Boron + 5-Xenon Setup Questions


#21

I checked the console and it showed no rate limiting going on.

I also slowed down the mesh publishes to prevent this from happening. Even when publishing faster I did not see any rate limiting.

I reset some Xenons to bring them all back online and it worked for awhile.

It doesn’t take long for one or two of the Xenons to stop responding. Some times they come back later, and sometime a reset is required.

Maybe I’ll try slowing the mesh publish down some more and see what happens. They are publishing every 5-6 seconds per xenon now.

I wish I could particle publish directly from the Xenon’s but they always end up in the flashing cyan state when when running off the Argon.

What is working best for you?


#22

That’s not surprising.

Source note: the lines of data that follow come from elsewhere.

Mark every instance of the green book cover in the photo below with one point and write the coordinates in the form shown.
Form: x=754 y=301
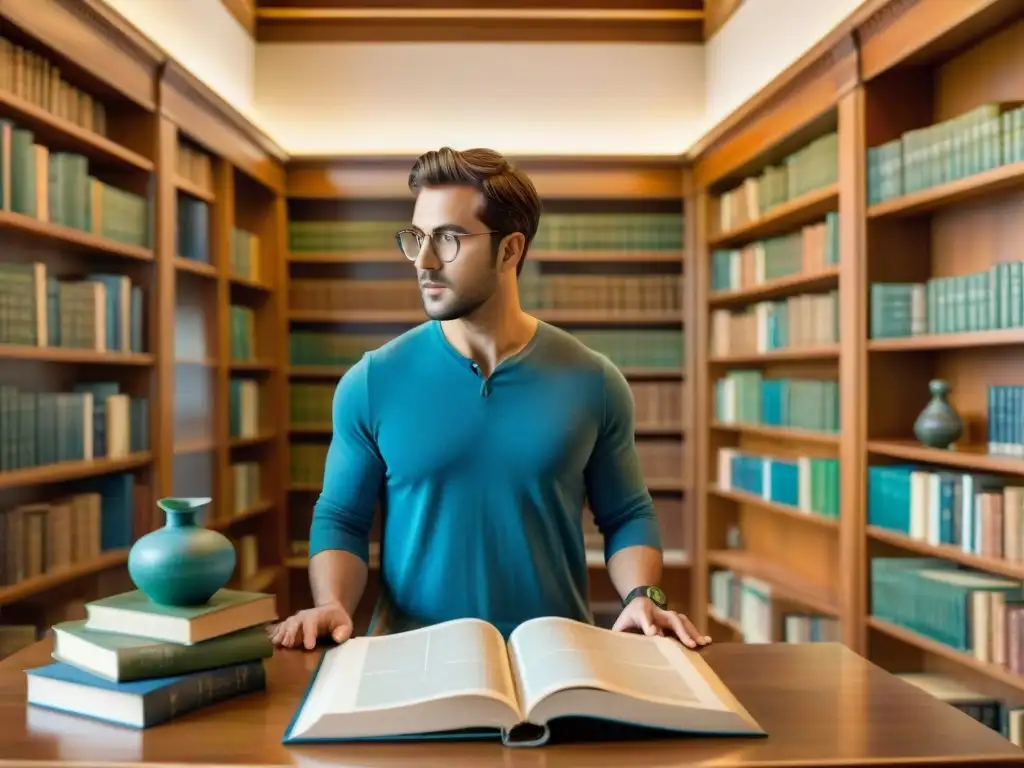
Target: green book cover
x=123 y=657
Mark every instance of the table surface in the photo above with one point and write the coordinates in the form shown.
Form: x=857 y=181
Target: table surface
x=820 y=704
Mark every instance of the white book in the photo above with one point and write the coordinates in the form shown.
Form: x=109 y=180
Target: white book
x=460 y=679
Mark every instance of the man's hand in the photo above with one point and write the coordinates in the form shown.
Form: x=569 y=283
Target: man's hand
x=307 y=626
x=642 y=615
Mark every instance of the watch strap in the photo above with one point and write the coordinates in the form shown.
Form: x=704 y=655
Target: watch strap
x=651 y=592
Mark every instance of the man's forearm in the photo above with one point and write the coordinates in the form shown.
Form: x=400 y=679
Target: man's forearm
x=635 y=566
x=337 y=576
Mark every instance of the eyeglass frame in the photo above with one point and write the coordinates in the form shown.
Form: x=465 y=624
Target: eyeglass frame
x=457 y=236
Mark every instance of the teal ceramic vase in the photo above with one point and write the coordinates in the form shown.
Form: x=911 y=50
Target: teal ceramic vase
x=181 y=563
x=938 y=426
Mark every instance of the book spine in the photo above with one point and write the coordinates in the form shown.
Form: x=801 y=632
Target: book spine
x=203 y=689
x=167 y=659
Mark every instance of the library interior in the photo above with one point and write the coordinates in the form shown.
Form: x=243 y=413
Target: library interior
x=719 y=178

The 4/sec rate limit is never reported by the console since the cloud doesn’t even know about the fact because tha device just doesn’t send the event when it itself detects the violation to prevent flooding the cloud.

Borons seem more stable and currently the only way I can sensibly test due to my IPv6 issue with my home WiFi. Adding a secondary router or using a mobile hotspot are only workarounds that introduce other issues for me.
Hence I’m waiting for rc.26 and hope that will resolve these sore points.


#23

I wrote the heartbeat code to publish on a single node with the gateway and other nodes listening for testing only. @twoyoon’s code is great though instead of publishing on receiving every node heartbeat, I will modify the code to maintain counters, average time between heartbeats and peak time between heartbeat for every node. I will keep these as Particle.variables or publish them at fixed intervals.

As for my Boron + single Xenon mesh, when the Boron Cloud connection was lost briefly, the Boron came back up but the Xenon node did not reconnect to the Boron, not unlike what happens with the Argon. Resetting the node fixed the problem.


#24

Here’s my quick version of a Mesh Marco-Polo test. The gateway gets flashed with the “Marco” code where it requests that each node report with a “Polo” heartbeat. The nodes get flashed with the “Polo” code where they simple publish to the mesh when requested. The Marco code records the amount of time it takes to report, stores an array of known nodes and a count of how many known nodes responded.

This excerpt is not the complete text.